Although the "discretionary function exception" may relieve Defendant of liability in this matter, Defendant does not raise this exception in its brief and the Court declines to consider the issue sua sponte. See, e.g., Donaldson v. U.S., 2006 WL 1371090 *5 (W.D. Pa. 2006) ("Although the Third Circuit has not directly spoken on this issue, numerous courts have found that as a result of the discretionary function exception, the United States is not liable under the FTCA for failing to protect a federal inmate from an attack by another prisoner.") (citingGraham v. U.S., 2002 WL 188573 (E.D. Pa. 2002)).

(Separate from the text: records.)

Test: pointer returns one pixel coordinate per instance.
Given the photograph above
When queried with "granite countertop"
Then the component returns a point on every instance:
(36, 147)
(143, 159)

Defendant concedes that Plaintiff was indeed attacked by inmate Calderon, and agrees that "[t]he facts clearly demonstrate that plaintiff told his unit counselor that the bed he was assigned to was already taken and that he was none the less sent back to his cell." (Def. Mot. at 10.) However, Defendant argues that the prison officer did not breach his duty of care because the prison's "SENTRY History Inmate Quarters Records" indicated that the bed the officer assigned Plaintiff was technically vacant. (Def. Ex. 3b.) Defendant reasons that "[P]laintiff's assailant stated that he attacked the plaintiff because he wanted to be in his cell, not because he was in that cell." (Mot. at 11.) Defendant concludes, "[b]ecause the Unit Counselor knew that the plaintiff was not being sent to an occupied cell according to SENTRY, the counselor could not have intentionally exposed the plaintiff to a known danger of assault by another inmate." (Mot. at 11.)

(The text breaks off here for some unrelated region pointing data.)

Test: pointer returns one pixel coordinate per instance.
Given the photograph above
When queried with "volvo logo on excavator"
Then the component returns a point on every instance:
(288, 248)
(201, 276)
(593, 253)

Defendant misapprehends the standard for negligence. Regardless of whether he "intentionally exposed" Plaintiff to harm, the unit counselor was negligent if he should have reasonably known of the danger in the exercise of ordinary care. CCA Det. Ctrs., 422 F.3d at 1104. Defendant concedes that Plaintiff himself informed his unit counselor of the unauthorized third inmate in the cell, occupying the bed assigned to Plaintiff and claiming the room for his own. The unit counselor nevertheless ordered Plaintiff to return to the room, without any effort to investigate the reported presence of an inmate in a cell in which he did not belong. The fact that the computer indicated that Plaintiff's bed was unoccupied has no bearing on the actions the unit officer reasonably should have taken upon learning that another inmate was covertly squatting in Plaintiff's newly assigned room.

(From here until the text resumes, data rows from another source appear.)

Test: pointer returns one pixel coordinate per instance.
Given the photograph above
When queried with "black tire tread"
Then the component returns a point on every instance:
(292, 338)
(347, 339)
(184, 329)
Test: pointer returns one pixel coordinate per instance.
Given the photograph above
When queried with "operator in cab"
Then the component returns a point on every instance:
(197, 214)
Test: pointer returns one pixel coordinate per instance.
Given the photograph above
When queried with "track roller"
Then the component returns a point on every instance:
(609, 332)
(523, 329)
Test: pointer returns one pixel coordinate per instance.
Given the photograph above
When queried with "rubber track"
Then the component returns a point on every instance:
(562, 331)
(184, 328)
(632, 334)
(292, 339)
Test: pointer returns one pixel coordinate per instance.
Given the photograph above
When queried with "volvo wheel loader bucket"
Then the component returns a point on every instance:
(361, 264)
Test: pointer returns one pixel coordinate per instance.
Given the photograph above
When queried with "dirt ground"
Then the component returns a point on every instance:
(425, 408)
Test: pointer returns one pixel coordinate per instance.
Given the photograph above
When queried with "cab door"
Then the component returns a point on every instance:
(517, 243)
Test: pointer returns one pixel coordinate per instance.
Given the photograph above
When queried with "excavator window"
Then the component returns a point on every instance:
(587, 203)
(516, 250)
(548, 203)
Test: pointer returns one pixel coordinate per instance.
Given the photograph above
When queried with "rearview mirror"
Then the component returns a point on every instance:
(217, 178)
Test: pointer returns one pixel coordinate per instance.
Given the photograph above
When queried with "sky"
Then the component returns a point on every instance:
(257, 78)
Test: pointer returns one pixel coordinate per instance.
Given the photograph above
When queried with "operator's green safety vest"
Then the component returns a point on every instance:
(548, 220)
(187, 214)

In any event, the exercise of due "care is a question of fact for the jury, and not for the court, except where the facts are such that all reasonable men must draw the same conclusion from them." Standard Oil Co. v. De Vries, 3 F.2d 852, 855 (3d Cir. 1925); Cassanello v. Luddy, 302 N.J. Super. 267, 272, 276 (App.Div. 1997) ("The test of negligence is whether a `reasonably prudent person at the time and place should recognize and foresee an unreasonable risk or likelihood of harm or danger to others.' . . . Whether that duty was breached [is a] jury question."). A reasonable jury could conceivably find that the unit counselor should have known of the possible threat to Plaintiff emanating from the unauthorized presence of another inmate in Plaintiff's bed. A jury could also reasonably conclude that the unit officer failed to exercise due care by neglecting to investigate the situation. Accordingly, Defendant's motion for summary judgment will be denied.
The accompanying Order shall issue today.